Under such plans, residents could, instead of paying state property tax, choose instead to donate to a state-created charitable fund. A resident could deduct the amount of the donation on their federal tax return and also receive a state tax credit. Both of these benefits would help mitigate the effect of the lower federal deduction for state and local taxes.

Although the Democratic-led House passed a bill to repeal the $10,000 cap, the measure is not likely to advance in the Republican-led Senate.

New Proposed Regulations

The proposed rules incorporate Notice 2019-12, related to the situation where the taxpayer’s state and local tax deduction is less than the $10,000 cap, offering a safe harbor where reduction of the charitable contribution deduction for the state and local tax credit is not necessary or is only partially necessary. The proposed rules also incorporate the safe harbor previously provided in Rev. Proc. 2019-12 for situations involving payments by business entities where a state and local tax credit is received in connection with a charitable contribution.


Under the safe harbor, a C corporation can generally treat a contribution for which it receives a credit as an ordinary and necessary business expense. A pass-through entity may treat a contribution as an ordinary and necessary business expense to the extent the tax credit reduces a state and local tax other than an income tax (such as a property tax) which is deducted by the entity and not passed through to the individual owners. A sole proprietorship cannot treat any contribution in exchange for a tax credit as an ordinary and necessary business expense.

For example, the proposed regulations explain that if a partnership donates $1,000 to a state-created charitable fund and it believes that doing so will generate a significant degree of name recognition and goodwill, the partnership may treat the payment as an expense of carrying on a trade or business. This result is unchanged if under the state’s tax credit program, the partnership is entitled to receive a $1,000 income tax credit as a result of the payment.

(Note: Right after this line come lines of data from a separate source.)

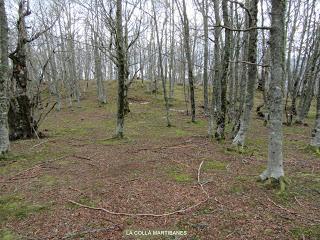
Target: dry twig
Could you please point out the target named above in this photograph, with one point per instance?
(151, 214)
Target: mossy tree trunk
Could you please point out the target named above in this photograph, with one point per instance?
(277, 47)
(21, 122)
(121, 65)
(4, 103)
(252, 76)
(221, 116)
(189, 60)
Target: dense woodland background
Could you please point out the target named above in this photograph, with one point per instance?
(138, 114)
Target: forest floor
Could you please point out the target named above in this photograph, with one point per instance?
(154, 169)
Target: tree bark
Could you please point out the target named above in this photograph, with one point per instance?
(277, 43)
(189, 60)
(221, 117)
(252, 77)
(315, 140)
(121, 65)
(21, 121)
(4, 103)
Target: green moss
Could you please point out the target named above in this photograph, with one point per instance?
(237, 189)
(214, 165)
(49, 180)
(179, 176)
(83, 200)
(6, 234)
(181, 133)
(309, 232)
(14, 206)
(115, 141)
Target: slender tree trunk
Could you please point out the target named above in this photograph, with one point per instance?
(221, 117)
(315, 140)
(215, 96)
(252, 77)
(121, 65)
(161, 66)
(4, 103)
(205, 55)
(277, 43)
(189, 61)
(21, 121)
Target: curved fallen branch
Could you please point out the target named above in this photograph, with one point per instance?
(151, 214)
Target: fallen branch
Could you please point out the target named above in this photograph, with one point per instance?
(80, 233)
(292, 212)
(151, 214)
(37, 145)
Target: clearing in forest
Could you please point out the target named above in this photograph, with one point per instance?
(153, 170)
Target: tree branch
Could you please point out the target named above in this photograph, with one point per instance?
(241, 30)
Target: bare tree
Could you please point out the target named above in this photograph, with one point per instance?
(4, 103)
(277, 43)
(252, 75)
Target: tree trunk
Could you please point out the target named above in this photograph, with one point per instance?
(161, 66)
(121, 65)
(252, 77)
(205, 55)
(189, 60)
(21, 121)
(277, 43)
(221, 116)
(315, 140)
(4, 103)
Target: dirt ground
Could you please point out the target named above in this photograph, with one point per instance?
(153, 170)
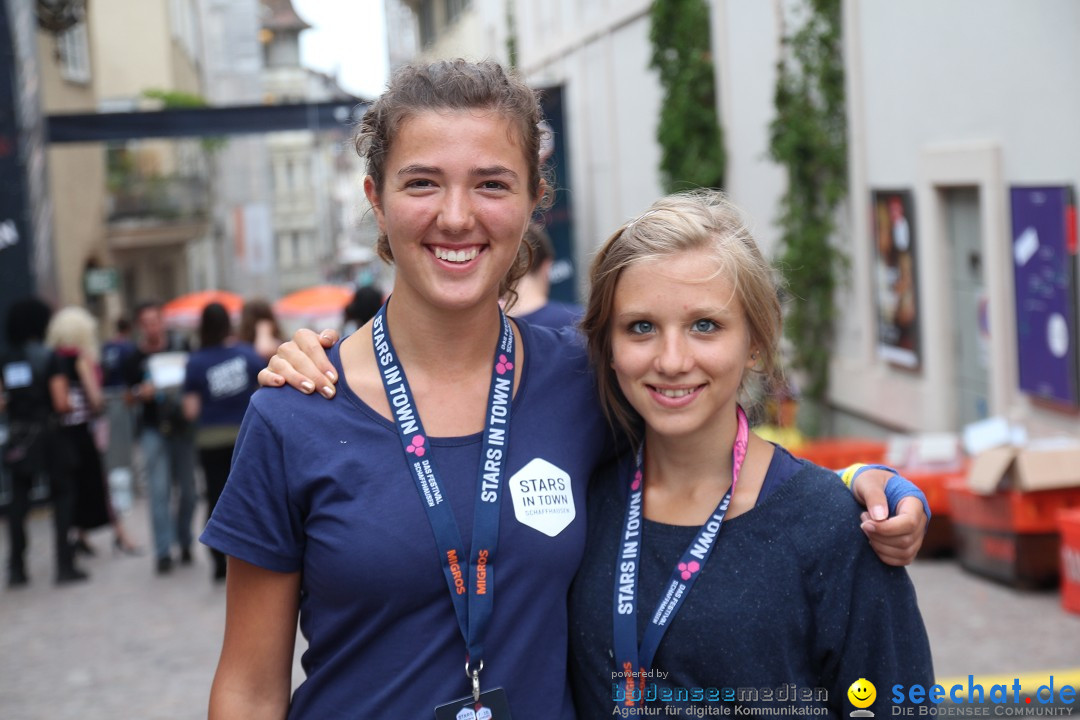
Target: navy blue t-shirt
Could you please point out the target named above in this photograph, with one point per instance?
(323, 489)
(225, 377)
(115, 356)
(555, 314)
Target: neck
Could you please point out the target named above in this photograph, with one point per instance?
(688, 462)
(444, 342)
(531, 295)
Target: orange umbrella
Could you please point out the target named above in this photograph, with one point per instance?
(316, 301)
(186, 310)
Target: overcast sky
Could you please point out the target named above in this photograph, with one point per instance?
(347, 37)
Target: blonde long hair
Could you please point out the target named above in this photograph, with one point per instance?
(73, 327)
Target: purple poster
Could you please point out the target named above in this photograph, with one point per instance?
(1044, 249)
(894, 275)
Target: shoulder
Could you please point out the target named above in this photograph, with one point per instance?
(817, 510)
(563, 349)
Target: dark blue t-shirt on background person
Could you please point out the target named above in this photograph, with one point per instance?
(225, 377)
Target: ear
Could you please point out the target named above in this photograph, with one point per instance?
(753, 357)
(373, 197)
(541, 190)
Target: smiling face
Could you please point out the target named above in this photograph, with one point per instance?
(454, 203)
(680, 344)
(862, 693)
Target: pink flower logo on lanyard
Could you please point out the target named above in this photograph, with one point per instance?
(417, 446)
(689, 568)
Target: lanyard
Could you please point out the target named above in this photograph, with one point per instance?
(631, 659)
(471, 592)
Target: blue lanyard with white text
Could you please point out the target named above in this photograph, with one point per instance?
(632, 660)
(473, 614)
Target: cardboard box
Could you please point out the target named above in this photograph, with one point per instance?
(1042, 465)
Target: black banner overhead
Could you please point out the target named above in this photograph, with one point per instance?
(211, 121)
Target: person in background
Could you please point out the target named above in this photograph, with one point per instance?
(218, 382)
(532, 303)
(115, 354)
(258, 327)
(71, 335)
(365, 302)
(30, 379)
(166, 439)
(120, 421)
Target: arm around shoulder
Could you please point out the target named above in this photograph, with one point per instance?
(254, 674)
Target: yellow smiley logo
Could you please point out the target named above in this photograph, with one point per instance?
(862, 693)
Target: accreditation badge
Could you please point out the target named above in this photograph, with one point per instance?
(493, 705)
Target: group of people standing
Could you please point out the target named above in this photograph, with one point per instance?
(55, 379)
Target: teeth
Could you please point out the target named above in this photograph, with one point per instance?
(457, 256)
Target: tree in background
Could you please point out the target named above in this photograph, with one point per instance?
(689, 134)
(809, 138)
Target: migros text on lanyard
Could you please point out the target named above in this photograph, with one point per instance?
(471, 580)
(634, 661)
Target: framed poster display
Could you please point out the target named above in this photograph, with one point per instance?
(1044, 274)
(894, 277)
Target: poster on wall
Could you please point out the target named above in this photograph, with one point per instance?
(895, 287)
(1044, 273)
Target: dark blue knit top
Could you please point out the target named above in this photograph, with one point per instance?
(793, 602)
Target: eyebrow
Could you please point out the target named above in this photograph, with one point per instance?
(646, 311)
(493, 171)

The proposed regulations also clarify that a payment to a charitable entity that results in a return benefit is a quid pro quo for purposes of the deduction for charitable contributions. As a result, the contribution is reduced by the amount of the return benefit for purposes of determining the amount allowable as a charitable contribution deduction.

Pass-Through Tax Not Addressed

Certain states have adopted new pass-through tax regimes that are aimed at working around the $10,000 cap. The taxes are imposed on the pass-through entity directly, and the pass-through entity member is provided a tax credit against individual level tax or an exclusion from income at the individual level. Connecticut and Wisconsin have such rules in place, Louisiana, Oklahoma, and Rhode Island have adopted new rules for 2019. One such measure passed the New Jersey Legislature and is awaiting the governor’s signature and other states are also considering changes. IRS and Treasury did not address these workarounds in the proposed regulations. It is unclear whether additional guidance will be issued to address these schemes, leaving taxpayers with uncertainty as to the availability of a federal tax deduction for state taxes paid implicated in these states. Taxpayers will need to carefully evaluate the viability of a federal tax deduction, taking into account the specific state workaround, whether it is voluntary, and whether the taxpayer could be viewed as receiving a quid pro quo which may negate the ability to tax a federal income tax deduction.

The Takeaway

The proposed rules further clarify that taxpayer may not circumvent the $10,000 SALT cap by making a donation to a state-created charity. Depending on the facts and circumstances, such expenditures could qualify as a deductible business expense, the proposed regulations state. Left unanswered by the proposal is the treatment of SALT cap workarounds involving entity-level state taxes on pass-through entities.